The Russian Anti-Doping Agency (RUSADA) reported a positive test result on February 8 and dismissed Valiyeva, but she successfully appealed and the ban was lifted.
The day before, she helped Russia win team gold in Beijing by showing a dazzling game when she became the first woman to make a four-time jump at the Olympics.
The ceremony of awarding medals in the team event was canceled, and Valieva’s case was in the background.
Speaking before the CAS announced its decision, the IOC said Monday that medals for team competitions “probably won’t” be awarded during the Games – and that the court’s decision will only mean Valieva has been given the green light to continue the competition. that she was cleared of doping.
“The issue of team competitions is unlikely to be resolved during these Games, and it is unfortunate, but we must follow the CAS process and the legal process,” said IOC spokesman Mark Adams.

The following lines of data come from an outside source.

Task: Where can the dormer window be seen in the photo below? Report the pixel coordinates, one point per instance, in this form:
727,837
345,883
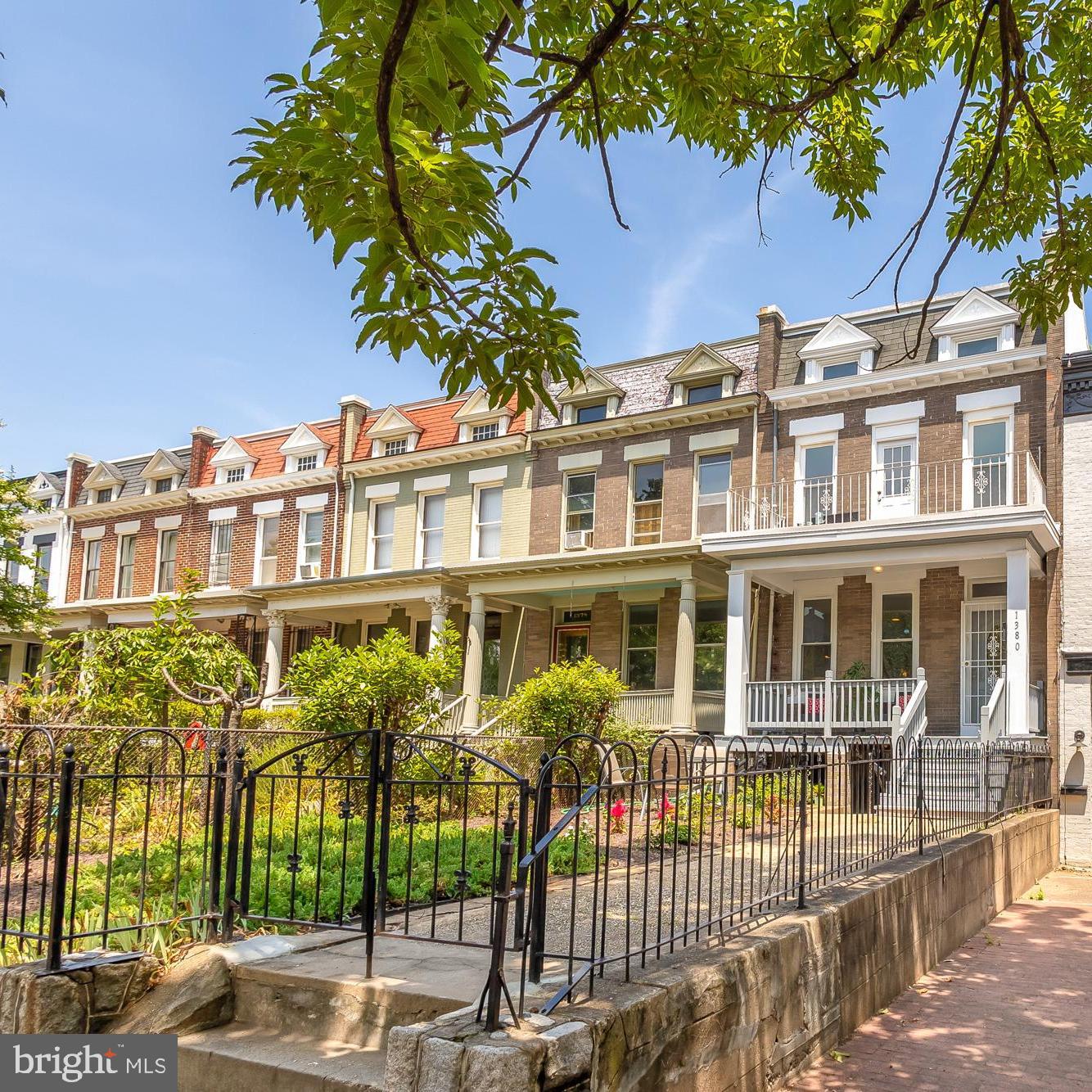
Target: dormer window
598,411
705,392
487,431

“It’s a dilemma we’re all in, and it’s something that doesn’t satisfy us.
All other issues will have to be discussed later during the Games, including the awarding of medals to the teams. “
The United States won a silver medal, Japan took bronze, and Canada came in fourth.
Valieva’s case raised a number of questions, not least why it took six weeks to process the test.
RUSADA reported that the reason for the delay was the sharp rise in Covid-19 cases earlier this year.
“The CAS committee also stressed that there are serious problems with late reporting of results,” Rib said.
“We wouldn’t have this case, and I wouldn’t be here if these anti-doping test procedures were completed in a week or 10 days.”
Another pressing issue in this case is the well-being of the girl in the midst of the latest Russian doping scandal that has unfolded the recent Olympics.
The IOC has called on WADA to investigate Valieva’s entourage, which includes very successful coach Etheri Tutberidze.
The CAS decision will be carefully studied as Russia is already under sanctions for a large-scale state-funded doping program that peaked at the 2014 Sochi Winter Olympics.
As a result, the Russians are performing in Beijing under the flag of the Russian Olympic Committee (ARC).
The Russian flag and the national anthem cannot be hoisted at the Games and the team’s clothes.